A long-standing question in apoptosis research had been how BAX is triggered to move to mitochondria once cell death is triggered. "The events activating BAX once it has embedded on the surface membrane of mitochondria have been well-characterized - we know that death-inducing BH3-only proteins bind to BAX, changing its shape to damage the mitochondrial membrane," the senior author said.
"There had been hints that BH3-only proteins are also the signal for BAX to move from its location in a healthy cell's cytosol - the liquid interior of the cell - to the mitochondria, but the experimental data supporting this were controversial and weak."
To understand how BAX interacts with BH3-only proteins, researchers strategically altered different regions of BAX, subtly changing the protein's structure.
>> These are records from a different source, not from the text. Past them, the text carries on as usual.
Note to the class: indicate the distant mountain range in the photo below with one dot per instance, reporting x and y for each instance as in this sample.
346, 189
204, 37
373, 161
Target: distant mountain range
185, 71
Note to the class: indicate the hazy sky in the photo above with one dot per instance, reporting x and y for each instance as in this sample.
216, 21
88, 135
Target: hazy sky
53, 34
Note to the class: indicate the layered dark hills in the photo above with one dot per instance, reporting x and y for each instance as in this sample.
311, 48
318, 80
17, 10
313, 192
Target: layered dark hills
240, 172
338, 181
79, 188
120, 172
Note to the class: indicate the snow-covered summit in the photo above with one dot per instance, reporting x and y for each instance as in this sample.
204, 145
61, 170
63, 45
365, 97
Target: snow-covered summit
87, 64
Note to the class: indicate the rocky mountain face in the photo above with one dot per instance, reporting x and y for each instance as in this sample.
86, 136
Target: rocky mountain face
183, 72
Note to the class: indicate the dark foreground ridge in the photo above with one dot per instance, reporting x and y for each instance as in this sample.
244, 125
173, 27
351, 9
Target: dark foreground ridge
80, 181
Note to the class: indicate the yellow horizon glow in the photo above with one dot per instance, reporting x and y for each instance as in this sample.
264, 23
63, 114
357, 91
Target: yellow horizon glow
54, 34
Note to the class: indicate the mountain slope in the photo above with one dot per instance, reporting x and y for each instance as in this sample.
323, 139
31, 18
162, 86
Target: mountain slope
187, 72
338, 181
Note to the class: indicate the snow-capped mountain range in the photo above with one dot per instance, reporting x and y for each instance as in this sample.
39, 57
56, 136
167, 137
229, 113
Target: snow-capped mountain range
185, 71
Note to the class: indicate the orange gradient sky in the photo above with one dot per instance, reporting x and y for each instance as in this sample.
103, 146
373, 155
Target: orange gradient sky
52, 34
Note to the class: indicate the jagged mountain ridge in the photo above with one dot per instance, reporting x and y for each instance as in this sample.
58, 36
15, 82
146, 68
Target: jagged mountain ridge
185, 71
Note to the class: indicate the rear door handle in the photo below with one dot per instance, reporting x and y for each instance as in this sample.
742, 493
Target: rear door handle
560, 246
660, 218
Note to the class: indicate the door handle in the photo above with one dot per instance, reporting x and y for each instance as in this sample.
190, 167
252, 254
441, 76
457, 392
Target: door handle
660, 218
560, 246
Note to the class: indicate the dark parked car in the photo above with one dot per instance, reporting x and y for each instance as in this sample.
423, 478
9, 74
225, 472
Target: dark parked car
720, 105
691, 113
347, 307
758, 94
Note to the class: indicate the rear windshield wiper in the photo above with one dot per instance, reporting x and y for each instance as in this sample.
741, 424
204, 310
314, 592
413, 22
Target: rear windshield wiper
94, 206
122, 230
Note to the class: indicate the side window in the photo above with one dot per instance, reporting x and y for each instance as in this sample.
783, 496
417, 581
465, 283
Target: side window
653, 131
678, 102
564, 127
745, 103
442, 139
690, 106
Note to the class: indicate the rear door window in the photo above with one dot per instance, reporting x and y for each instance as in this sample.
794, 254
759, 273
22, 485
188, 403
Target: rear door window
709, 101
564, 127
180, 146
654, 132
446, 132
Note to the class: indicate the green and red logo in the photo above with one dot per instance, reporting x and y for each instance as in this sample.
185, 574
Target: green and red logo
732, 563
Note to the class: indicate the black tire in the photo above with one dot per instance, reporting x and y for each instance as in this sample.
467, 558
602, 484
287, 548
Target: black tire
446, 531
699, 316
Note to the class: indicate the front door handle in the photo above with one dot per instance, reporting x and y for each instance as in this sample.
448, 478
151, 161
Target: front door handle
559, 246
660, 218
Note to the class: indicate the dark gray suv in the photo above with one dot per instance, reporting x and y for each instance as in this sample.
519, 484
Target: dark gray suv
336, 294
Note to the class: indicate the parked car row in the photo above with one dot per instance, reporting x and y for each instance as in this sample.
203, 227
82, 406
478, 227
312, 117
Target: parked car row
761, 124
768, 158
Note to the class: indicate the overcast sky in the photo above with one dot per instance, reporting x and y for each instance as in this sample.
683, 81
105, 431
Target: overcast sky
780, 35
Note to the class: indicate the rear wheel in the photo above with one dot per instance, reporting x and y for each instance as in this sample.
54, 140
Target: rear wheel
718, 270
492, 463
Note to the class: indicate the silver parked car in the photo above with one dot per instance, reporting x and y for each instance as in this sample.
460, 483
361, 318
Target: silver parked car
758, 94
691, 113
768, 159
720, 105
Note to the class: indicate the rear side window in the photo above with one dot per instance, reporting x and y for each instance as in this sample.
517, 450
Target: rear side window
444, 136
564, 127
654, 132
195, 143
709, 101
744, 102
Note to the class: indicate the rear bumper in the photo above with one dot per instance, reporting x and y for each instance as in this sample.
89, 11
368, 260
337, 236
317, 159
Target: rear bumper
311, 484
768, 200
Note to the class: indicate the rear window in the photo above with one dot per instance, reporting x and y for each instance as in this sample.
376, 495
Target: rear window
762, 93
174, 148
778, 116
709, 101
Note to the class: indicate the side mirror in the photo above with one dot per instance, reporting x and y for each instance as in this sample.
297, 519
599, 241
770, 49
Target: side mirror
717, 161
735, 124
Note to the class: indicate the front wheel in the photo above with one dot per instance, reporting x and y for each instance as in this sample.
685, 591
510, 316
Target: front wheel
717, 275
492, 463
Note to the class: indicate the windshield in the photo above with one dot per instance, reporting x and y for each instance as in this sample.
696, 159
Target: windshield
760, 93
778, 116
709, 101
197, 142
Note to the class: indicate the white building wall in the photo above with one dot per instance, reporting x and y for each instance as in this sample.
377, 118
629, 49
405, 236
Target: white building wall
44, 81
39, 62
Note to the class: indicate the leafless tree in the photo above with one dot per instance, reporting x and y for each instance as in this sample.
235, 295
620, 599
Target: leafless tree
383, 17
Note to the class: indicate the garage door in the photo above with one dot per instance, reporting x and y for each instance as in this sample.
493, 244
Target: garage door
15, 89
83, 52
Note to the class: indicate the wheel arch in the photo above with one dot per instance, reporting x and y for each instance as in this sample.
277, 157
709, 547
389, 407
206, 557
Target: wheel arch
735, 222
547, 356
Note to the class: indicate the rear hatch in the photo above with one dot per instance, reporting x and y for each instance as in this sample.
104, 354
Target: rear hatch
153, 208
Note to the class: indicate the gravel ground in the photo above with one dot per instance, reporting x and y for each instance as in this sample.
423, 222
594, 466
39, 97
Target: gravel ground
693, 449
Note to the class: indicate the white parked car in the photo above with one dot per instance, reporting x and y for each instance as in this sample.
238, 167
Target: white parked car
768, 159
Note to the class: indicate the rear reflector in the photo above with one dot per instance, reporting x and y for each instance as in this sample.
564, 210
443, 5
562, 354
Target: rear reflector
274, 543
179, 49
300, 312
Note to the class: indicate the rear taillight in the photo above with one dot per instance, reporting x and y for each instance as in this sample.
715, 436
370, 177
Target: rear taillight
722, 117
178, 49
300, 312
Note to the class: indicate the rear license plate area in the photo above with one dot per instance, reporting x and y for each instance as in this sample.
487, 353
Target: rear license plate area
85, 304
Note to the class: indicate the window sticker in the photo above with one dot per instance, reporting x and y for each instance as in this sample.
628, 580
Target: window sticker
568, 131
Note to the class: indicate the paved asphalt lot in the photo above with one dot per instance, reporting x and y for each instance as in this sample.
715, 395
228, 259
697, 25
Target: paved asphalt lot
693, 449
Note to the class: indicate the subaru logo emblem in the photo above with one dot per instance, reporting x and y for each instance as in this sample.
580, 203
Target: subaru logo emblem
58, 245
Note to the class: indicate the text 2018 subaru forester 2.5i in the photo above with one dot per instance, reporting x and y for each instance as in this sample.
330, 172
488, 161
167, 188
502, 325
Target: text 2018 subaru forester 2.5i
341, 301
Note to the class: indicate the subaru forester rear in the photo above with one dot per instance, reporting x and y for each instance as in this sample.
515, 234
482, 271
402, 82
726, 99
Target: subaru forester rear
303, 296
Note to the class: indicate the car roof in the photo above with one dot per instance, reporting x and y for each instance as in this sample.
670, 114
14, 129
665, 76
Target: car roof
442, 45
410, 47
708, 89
By comparing the behaviour of these mutant forms of BAX with that of normal, unmutated BAX, they could determine the function of different regions of BAX, the author said.
"We discovered that two different parts of BAX could bind to BH3-only proteins," the author said. "Intriguingly, these sites functioned at different stages of BAX activation.
"One site prompted BAX to move to the mitochondrial membrane. Binding of BH3-only proteins to this site on BAX changed BAX's structure, releasing a 'tail' that anchors BAX to mitochondria. When BH3- only proteins bound the other site on BAX, BAX became able to damage the mitochondria."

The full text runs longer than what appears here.